暁美にはまだ早いって言葉の通りに取るとしたら、一体どんな意味なんだろう。
いきなりの調査活動であんなに激しい内容を見せてきた法明寺がちょっとやそっとのことで暁美に対しての情報規制をするとは思えないので、よっぽどのこと。よっぽどのことと言えば・・・・・・。
法明寺事務所 16時
「戻りましたー」
元気よく部屋の扉をあけると、デスクの前でパソコンをパチパチしている法明寺。
「お、お疲れー。ご苦労さん。俺はこのあと」
暁美は、法明寺の横に立ち、パソコンの前を向いている法明寺の顔を両手でつかんで、こちらを思いきり向かせる。
「ふご」
「法明寺さん、ガチンコ勝負です」
両手でつかんだ法明寺の顔をマジマジと見ながら宣言する暁美をみて、法明寺はため息をつく。

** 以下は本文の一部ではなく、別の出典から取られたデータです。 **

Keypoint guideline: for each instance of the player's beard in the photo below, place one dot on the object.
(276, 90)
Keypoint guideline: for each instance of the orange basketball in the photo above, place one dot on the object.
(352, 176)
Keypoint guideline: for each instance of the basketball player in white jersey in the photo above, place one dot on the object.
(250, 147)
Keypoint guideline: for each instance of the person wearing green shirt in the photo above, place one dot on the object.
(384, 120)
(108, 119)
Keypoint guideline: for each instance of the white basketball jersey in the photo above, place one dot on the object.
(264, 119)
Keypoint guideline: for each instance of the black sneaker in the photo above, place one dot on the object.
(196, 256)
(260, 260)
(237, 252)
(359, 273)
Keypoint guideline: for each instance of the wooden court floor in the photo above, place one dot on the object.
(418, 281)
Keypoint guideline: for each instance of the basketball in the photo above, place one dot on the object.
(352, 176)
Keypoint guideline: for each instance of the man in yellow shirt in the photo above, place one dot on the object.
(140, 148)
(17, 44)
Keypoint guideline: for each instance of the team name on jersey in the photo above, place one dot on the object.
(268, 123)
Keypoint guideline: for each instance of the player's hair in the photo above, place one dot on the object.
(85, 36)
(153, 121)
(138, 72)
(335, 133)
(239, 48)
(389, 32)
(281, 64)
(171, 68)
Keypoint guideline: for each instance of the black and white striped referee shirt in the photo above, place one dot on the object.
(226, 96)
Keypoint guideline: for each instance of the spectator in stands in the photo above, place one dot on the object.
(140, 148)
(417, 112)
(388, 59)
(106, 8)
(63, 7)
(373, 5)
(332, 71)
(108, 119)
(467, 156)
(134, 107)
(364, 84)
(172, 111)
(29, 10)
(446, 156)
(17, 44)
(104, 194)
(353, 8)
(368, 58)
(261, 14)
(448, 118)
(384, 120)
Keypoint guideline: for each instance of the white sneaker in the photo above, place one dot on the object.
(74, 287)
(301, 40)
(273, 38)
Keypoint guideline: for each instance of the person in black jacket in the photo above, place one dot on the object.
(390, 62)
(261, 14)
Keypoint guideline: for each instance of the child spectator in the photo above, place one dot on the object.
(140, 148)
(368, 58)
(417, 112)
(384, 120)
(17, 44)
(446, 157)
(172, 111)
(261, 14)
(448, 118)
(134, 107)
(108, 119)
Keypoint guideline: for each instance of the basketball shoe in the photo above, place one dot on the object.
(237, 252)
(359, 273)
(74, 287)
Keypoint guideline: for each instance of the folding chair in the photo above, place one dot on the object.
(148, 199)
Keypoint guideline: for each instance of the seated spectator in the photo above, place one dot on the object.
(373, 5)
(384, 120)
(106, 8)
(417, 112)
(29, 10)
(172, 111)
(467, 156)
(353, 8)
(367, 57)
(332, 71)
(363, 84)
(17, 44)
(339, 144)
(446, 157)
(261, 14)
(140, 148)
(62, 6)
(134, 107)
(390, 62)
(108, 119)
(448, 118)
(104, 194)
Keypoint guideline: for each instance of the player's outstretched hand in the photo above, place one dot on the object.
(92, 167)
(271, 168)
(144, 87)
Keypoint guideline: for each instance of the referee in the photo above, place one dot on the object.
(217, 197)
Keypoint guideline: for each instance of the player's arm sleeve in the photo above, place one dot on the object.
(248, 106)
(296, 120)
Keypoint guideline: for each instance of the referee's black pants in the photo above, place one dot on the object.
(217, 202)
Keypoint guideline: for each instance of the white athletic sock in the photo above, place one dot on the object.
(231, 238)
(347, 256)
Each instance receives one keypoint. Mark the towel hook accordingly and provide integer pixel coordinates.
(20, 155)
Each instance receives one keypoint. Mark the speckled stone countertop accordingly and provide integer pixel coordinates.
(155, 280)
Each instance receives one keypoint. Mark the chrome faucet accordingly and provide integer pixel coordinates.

法明寺の顔をつかんでいる暁美の両手を自身の両手で掴み離す。
「わかったよ。さすがは嬢ちゃんだな。曖昧は通用しないと」
「はい。通用しないです。絶対に無理です。法明寺さんが私のモヤモヤをなくしてくれないなら、私は今から法明寺さんのストーカーになります」
「ふーーー。わかった。わかった。じゃ、知りたいこと教えてやるからソファに座れ」
「よかったーーー」
ヘナヘナとその場に座り込む暁美。
「なんだ?どうしたんだ?いきなりすごんできたかと思えば、いきなり気を抜き出したり」
「なんだ?どうした?じゃないですよ。私は不安で不安でしょうがなかったんです。今だって、奈々さんが遠慮なんかしないでぶつかってこい。って言ってくれたからぶつかりに行っただけなんです。私はガラスのハートなんですよ」
暁美は自分の目頭が熱くなっているのがわかった。でもこんなところで子供っぽいと思われるのは嫌なので、その熱くあった目頭を一生懸命我慢する。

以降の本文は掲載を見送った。